20 April 2022–Small seismic waves generated by urban activity in Mexico City offer a glimpse at how subsiding soils may be speeding up the seismic waves that travel in the shallow layers beneath the city.

As groundwater is extracted from beneath the city, the lakebed soils and clays that support the city have become more compacted over time. In some places in the Mexico City basin, increased subsidence is correlated with increases in near-surface shear wave velocity, according to a presentation at the Seismological Society of America’s Annual Meeting.

Seismologists are interested in these changes in part because of their potential effects on building stability during an earthquake. When ground motion frequency matches the resonance of a building (its natural period of back-and-forth sway), the oscillations caused by an earthquake are at their most damaging.

“One reason why the 1985 Michoacan earthquake was so destructive in Mexico City is that the soft sediment started to resonate at periods of a few seconds, which matches the resonance periods of tall buildings. If shear wave velocity in the basin increases, it will reduce the resonance periods, for example, from 2.5 to 2 seconds,” explained Laura Ermert of the University of Washington.

“In practical terms, it means that in an earthquake like the 1985 event, shorter buildings could be more badly affected today than were affected back then,” she added.

sinking church in Mexico City
Church with subsiding foundation from compaction under Mexico City. | Darío Emmanuel Solano Rojas

In a collaboration between the National Autonomous University of Mexico and the University of Washington, Ermert and her colleagues used ambient seismic data from human activity in the city—such as the rumblings of road and rail line traffic—to monitor changes in seismic velocity around the Mexico City Basin in time series spanning 15 months to 25 years.

“Ambient noise is a great source of information because it’s free, non-invasive and it can potentially give us information every few days to weeks,” Ermert said. “It’s a good complement to geodetic data. Geodetic data gives us high-resolution information straight from the surface, whereas ambient noise gives us integrated sensitivity to what happens at some depth.”

The researchers found a long-term velocity increase at stations in and near the lake clay deposits that are compacting as groundwater is withdrawn from below the city. As pore pressure in the sediments drops, the sediments become more stiff and seismic waves can pass through them more quickly.
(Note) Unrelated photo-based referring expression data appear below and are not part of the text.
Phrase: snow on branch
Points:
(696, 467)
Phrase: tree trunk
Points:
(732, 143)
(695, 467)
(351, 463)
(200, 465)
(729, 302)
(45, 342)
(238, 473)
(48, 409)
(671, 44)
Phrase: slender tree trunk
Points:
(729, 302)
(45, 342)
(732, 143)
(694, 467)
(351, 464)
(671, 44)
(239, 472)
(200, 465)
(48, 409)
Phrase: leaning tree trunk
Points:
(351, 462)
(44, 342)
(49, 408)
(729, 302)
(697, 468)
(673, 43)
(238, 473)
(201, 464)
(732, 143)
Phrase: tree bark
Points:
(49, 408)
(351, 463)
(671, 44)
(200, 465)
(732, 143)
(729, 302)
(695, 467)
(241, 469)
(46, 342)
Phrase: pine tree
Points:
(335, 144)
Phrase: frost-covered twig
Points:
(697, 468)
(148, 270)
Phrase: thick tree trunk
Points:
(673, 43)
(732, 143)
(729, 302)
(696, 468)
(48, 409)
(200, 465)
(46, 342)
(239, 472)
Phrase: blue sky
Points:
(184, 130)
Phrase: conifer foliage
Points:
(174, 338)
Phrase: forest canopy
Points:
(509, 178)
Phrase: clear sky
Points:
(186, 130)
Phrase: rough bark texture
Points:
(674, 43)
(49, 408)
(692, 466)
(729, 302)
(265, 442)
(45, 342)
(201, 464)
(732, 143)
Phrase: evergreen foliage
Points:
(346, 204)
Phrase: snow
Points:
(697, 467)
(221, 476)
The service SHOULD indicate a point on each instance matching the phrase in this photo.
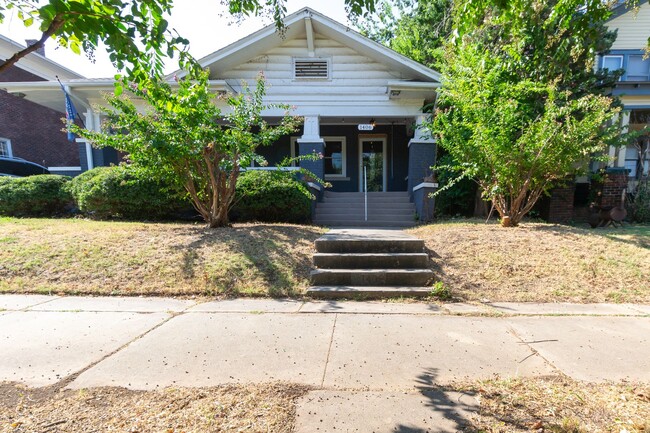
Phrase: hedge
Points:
(271, 196)
(35, 196)
(123, 192)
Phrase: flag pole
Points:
(76, 112)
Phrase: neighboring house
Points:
(361, 101)
(29, 130)
(628, 53)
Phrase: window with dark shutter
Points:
(311, 68)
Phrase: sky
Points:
(204, 22)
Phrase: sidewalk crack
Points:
(64, 382)
(534, 351)
(329, 349)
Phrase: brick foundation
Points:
(561, 204)
(613, 185)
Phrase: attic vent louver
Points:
(311, 68)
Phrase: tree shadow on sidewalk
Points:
(450, 408)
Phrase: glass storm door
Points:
(373, 157)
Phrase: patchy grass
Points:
(228, 408)
(540, 262)
(559, 405)
(75, 256)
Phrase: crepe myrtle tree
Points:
(184, 137)
(516, 140)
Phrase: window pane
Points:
(631, 165)
(637, 68)
(612, 62)
(639, 117)
(333, 157)
(631, 152)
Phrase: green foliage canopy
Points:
(134, 32)
(184, 137)
(521, 121)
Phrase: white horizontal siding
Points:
(350, 72)
(633, 29)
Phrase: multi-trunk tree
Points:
(181, 135)
(522, 106)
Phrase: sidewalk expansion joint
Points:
(72, 377)
(329, 350)
(534, 351)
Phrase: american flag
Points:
(70, 113)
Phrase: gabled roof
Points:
(35, 63)
(623, 7)
(267, 38)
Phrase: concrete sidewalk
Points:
(359, 355)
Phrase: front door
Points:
(372, 157)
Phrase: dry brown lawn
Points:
(476, 261)
(76, 256)
(540, 262)
(229, 408)
(559, 405)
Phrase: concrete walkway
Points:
(381, 361)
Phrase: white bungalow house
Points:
(361, 102)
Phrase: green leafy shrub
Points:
(458, 199)
(271, 196)
(124, 192)
(40, 195)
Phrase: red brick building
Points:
(31, 131)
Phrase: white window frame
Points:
(328, 60)
(647, 75)
(374, 137)
(7, 144)
(619, 57)
(344, 156)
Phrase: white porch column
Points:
(625, 123)
(311, 130)
(310, 143)
(93, 123)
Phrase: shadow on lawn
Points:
(636, 235)
(280, 255)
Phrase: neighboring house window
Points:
(311, 69)
(334, 156)
(5, 148)
(612, 63)
(638, 69)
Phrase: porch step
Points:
(373, 263)
(330, 292)
(371, 277)
(337, 222)
(343, 245)
(373, 260)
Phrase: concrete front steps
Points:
(385, 209)
(369, 263)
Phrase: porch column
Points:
(86, 156)
(422, 155)
(310, 143)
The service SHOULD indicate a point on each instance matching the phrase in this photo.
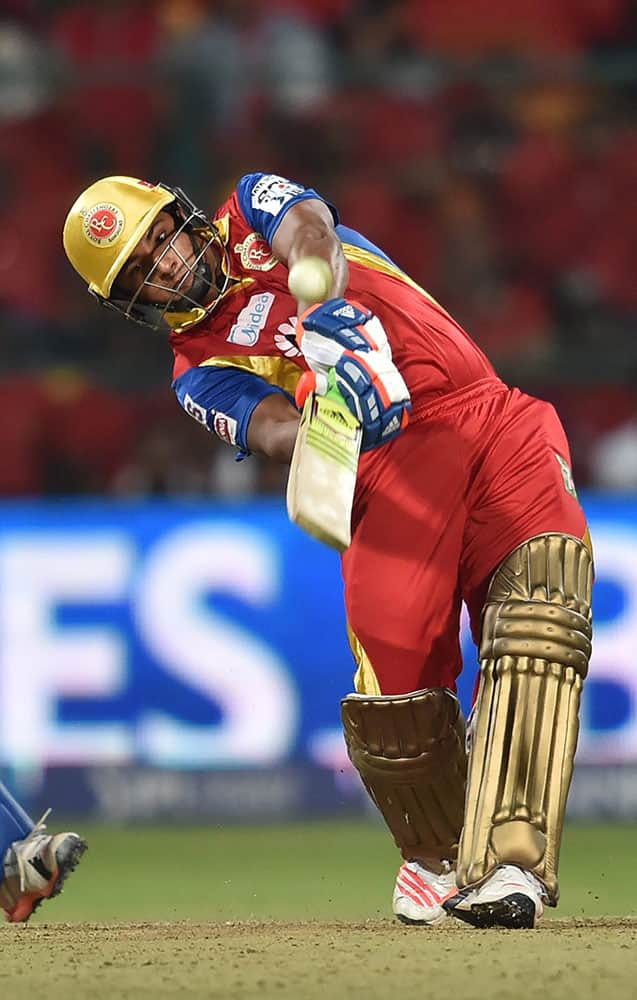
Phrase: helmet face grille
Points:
(198, 290)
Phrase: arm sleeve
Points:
(265, 198)
(223, 400)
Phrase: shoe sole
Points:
(68, 856)
(421, 923)
(515, 912)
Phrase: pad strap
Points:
(409, 751)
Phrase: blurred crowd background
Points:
(488, 146)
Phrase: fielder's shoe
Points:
(420, 893)
(511, 897)
(35, 869)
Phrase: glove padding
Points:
(346, 342)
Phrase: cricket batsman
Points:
(464, 493)
(34, 864)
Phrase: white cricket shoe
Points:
(35, 869)
(510, 897)
(420, 893)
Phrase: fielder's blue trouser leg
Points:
(14, 823)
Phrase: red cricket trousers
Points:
(474, 475)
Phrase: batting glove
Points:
(347, 347)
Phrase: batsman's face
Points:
(160, 266)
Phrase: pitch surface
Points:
(303, 912)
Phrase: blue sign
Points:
(206, 636)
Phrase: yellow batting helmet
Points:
(105, 225)
(103, 229)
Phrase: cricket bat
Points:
(322, 475)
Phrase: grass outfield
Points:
(322, 871)
(303, 913)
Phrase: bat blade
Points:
(322, 476)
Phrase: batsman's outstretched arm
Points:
(273, 427)
(307, 230)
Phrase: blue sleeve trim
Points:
(264, 200)
(223, 400)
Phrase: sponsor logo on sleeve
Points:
(567, 475)
(197, 412)
(251, 320)
(272, 192)
(256, 253)
(225, 427)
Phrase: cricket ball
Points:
(310, 280)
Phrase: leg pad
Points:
(409, 751)
(534, 653)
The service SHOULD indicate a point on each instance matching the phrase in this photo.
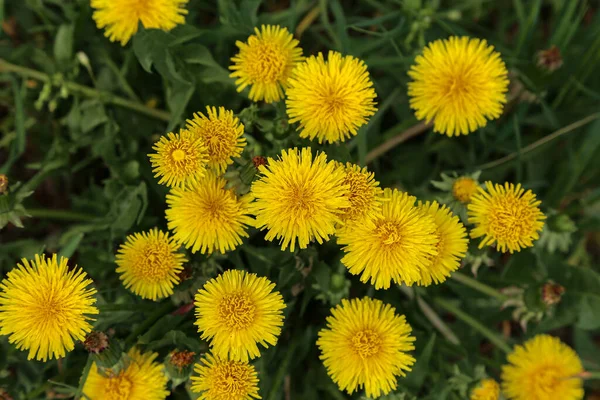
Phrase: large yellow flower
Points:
(236, 311)
(207, 217)
(179, 158)
(44, 307)
(397, 246)
(459, 83)
(141, 379)
(222, 379)
(543, 368)
(505, 215)
(222, 133)
(298, 198)
(149, 263)
(265, 63)
(122, 17)
(331, 99)
(365, 345)
(451, 244)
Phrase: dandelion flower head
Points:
(331, 99)
(236, 311)
(507, 216)
(44, 306)
(222, 379)
(397, 246)
(265, 63)
(222, 133)
(366, 345)
(206, 217)
(298, 198)
(542, 368)
(459, 83)
(148, 264)
(122, 17)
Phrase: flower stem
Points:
(73, 87)
(480, 287)
(473, 323)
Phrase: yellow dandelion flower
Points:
(542, 368)
(141, 379)
(365, 345)
(236, 311)
(331, 99)
(364, 194)
(207, 217)
(505, 215)
(179, 158)
(44, 307)
(222, 133)
(148, 264)
(221, 379)
(265, 63)
(122, 17)
(452, 244)
(394, 247)
(299, 198)
(459, 83)
(464, 188)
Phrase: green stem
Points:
(480, 287)
(473, 323)
(85, 91)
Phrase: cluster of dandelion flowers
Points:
(236, 311)
(505, 215)
(179, 159)
(451, 245)
(265, 63)
(365, 345)
(140, 379)
(222, 133)
(330, 99)
(298, 198)
(397, 246)
(44, 306)
(122, 17)
(219, 378)
(488, 389)
(149, 263)
(542, 368)
(459, 83)
(206, 217)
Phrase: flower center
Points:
(366, 343)
(237, 311)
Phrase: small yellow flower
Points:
(451, 244)
(299, 198)
(365, 345)
(265, 63)
(542, 368)
(397, 246)
(179, 158)
(222, 379)
(331, 99)
(459, 83)
(148, 264)
(222, 133)
(122, 17)
(236, 311)
(44, 307)
(141, 379)
(505, 215)
(207, 217)
(488, 389)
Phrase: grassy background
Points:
(78, 115)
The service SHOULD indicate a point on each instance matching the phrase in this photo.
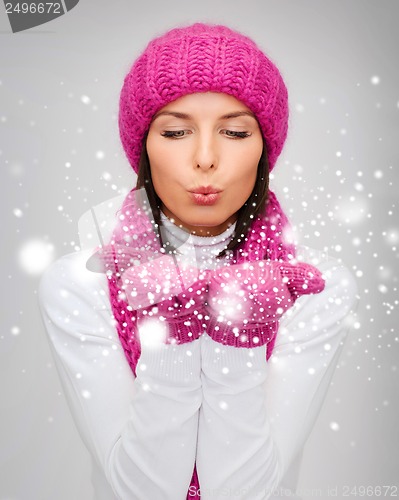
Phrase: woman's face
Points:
(204, 151)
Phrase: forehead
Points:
(211, 102)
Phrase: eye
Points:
(174, 134)
(236, 135)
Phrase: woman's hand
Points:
(246, 301)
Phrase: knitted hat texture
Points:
(202, 58)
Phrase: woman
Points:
(195, 349)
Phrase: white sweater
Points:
(242, 419)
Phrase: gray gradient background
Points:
(344, 203)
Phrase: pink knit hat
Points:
(202, 58)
Ermert said the team hopes to investigate this relationship of subsidence and velocity increase in more spatial detail around the basin, because not every part of the basin shows a similar pattern. “For instance, the largest velocity increase rate we observed was in an area that subsides at less than the peak subsidence rate.”
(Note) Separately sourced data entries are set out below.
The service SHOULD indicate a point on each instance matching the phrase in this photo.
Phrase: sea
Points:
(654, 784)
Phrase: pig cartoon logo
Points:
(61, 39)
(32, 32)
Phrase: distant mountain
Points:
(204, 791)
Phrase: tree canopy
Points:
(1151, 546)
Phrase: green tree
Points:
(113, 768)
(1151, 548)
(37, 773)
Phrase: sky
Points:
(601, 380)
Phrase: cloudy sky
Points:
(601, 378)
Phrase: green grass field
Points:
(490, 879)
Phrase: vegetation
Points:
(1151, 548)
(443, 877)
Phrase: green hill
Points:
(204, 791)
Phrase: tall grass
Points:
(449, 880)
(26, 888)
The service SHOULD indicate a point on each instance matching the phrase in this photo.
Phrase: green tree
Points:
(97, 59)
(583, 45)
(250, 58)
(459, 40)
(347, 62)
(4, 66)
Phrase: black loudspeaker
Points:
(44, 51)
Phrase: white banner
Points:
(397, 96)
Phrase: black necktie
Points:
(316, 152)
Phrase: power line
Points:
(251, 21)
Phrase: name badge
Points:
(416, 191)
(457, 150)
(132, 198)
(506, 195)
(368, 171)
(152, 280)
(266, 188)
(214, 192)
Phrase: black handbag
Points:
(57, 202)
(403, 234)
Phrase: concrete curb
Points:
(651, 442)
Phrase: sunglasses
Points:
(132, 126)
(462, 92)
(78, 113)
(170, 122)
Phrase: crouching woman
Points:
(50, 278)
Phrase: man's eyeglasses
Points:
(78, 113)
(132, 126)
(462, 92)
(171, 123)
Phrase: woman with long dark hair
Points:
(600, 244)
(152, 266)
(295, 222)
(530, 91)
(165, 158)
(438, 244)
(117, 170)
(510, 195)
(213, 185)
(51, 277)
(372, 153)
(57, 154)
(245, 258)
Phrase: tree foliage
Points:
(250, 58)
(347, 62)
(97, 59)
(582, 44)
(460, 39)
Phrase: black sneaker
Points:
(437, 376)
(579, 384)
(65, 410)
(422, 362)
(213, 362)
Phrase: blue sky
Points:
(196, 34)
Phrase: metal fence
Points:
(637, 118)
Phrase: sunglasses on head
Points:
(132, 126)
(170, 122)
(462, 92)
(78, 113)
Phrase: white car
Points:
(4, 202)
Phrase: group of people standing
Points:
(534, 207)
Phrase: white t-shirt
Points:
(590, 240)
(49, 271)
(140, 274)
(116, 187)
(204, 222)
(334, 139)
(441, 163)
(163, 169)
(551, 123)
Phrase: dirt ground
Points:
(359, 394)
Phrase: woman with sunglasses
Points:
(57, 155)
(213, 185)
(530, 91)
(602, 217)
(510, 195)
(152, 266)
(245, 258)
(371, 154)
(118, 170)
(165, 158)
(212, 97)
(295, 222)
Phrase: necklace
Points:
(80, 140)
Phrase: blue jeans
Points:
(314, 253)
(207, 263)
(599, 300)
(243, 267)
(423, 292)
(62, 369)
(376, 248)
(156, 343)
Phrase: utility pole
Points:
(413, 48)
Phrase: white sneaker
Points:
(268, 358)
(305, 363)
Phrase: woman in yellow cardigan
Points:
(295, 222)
They also uncovered seasonal variation in velocity as well as velocity changes that were influenced by the 2017 magnitude 7.1 Puebla earthquake and the 2020 magnitude 7.4 earthquake near Oaxaca.

Ermert and her colleagues were also surprised to find variability in velocity changes that were measured by different “directions” (east-west, north-south, up-down) of the seismic stations. “For example, seasonal variation of the velocity caused by precipitation and temperature changes would be more visible on the north than the east component,” she explained. “This may be related to complex wave propagation effects of the basin.”